Закусываю губу, снова протягиваю ему ладошку, на этот раз поверх Полинкиной головы, и киваю. Да, я знаю… Я знаю, как это было.
Глава 23
Демид
Не знаю, что заставило Марьяну сменить гнев на милость. Да и какое это имеет значение, теперь, когда она, наконец, моя? Улыбаюсь в потолок, а потом неожиданно вспоминаю, что она так и не рассказала мне о том, что так сильно её сломало. Переворачиваюсь на бок, вытягиваю над головой руку и веду по ее мягким, как пух, волосам. Рядом сопит носом-пуговкой дочка. Все хорошо, они рядом! Но совершенно невольно я вновь возвращаюсь в тот день, когда чуть было не потерял их обеих.
Хорошо, что к тому моменту, как нам пришлось обратиться в больницу, я уже успел детально изучить этот вопрос.
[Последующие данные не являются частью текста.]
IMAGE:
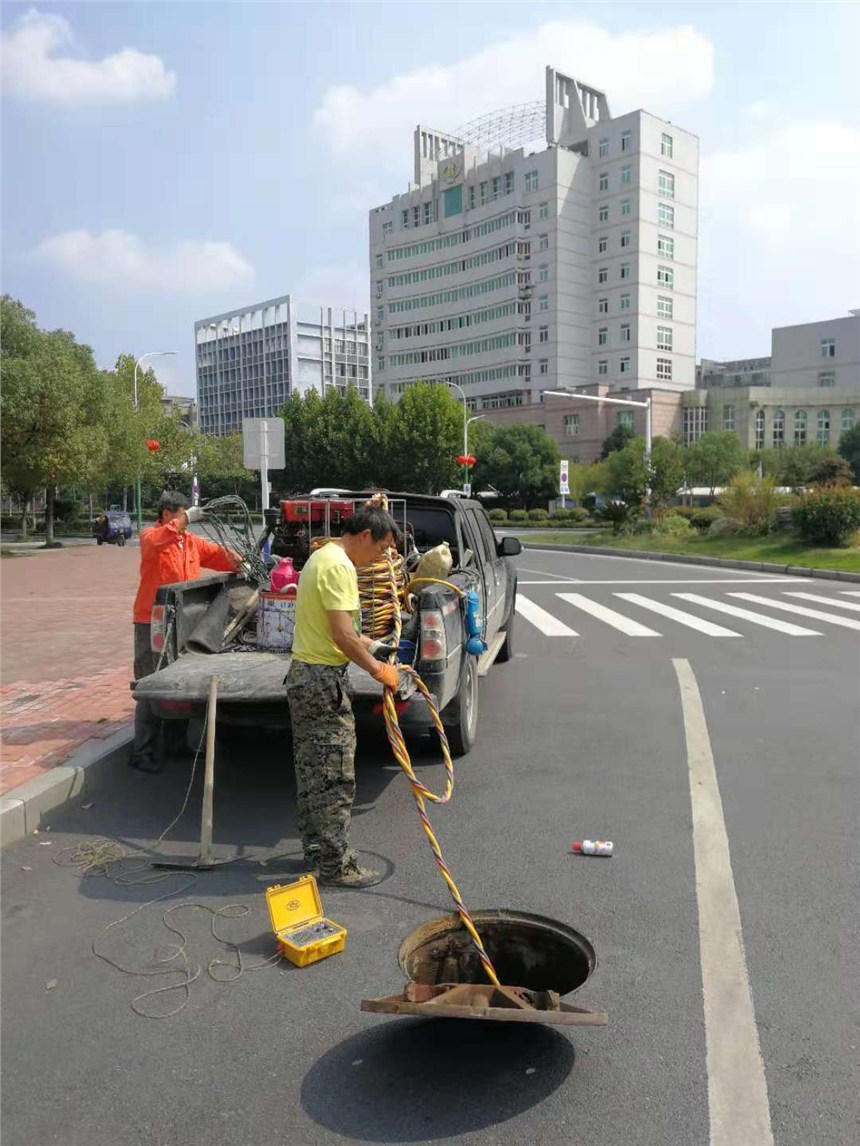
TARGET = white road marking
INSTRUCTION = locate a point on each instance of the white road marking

Позависал на форумах, почитал отзыв, так что ехали мы не наобум, а сразу в самую лучшую частную клинику. Еще в дороге я позвонил в регистратуру, коротко обрисовал ситуацию, в общем, сделал все, чтобы к нашему приезду нас уже ждали. Так и случилось. Приемник, уютная смотровая…
— Раздевайтесь и укладывайтесь на кушетку. Папочка, а вы…
— Я, наверное, пойду?
Уходить не хочется катастрофически. Но Марьяне предстоит довольно интимный осмотр, и еще меньше я хочу смущать ее своим присутствием.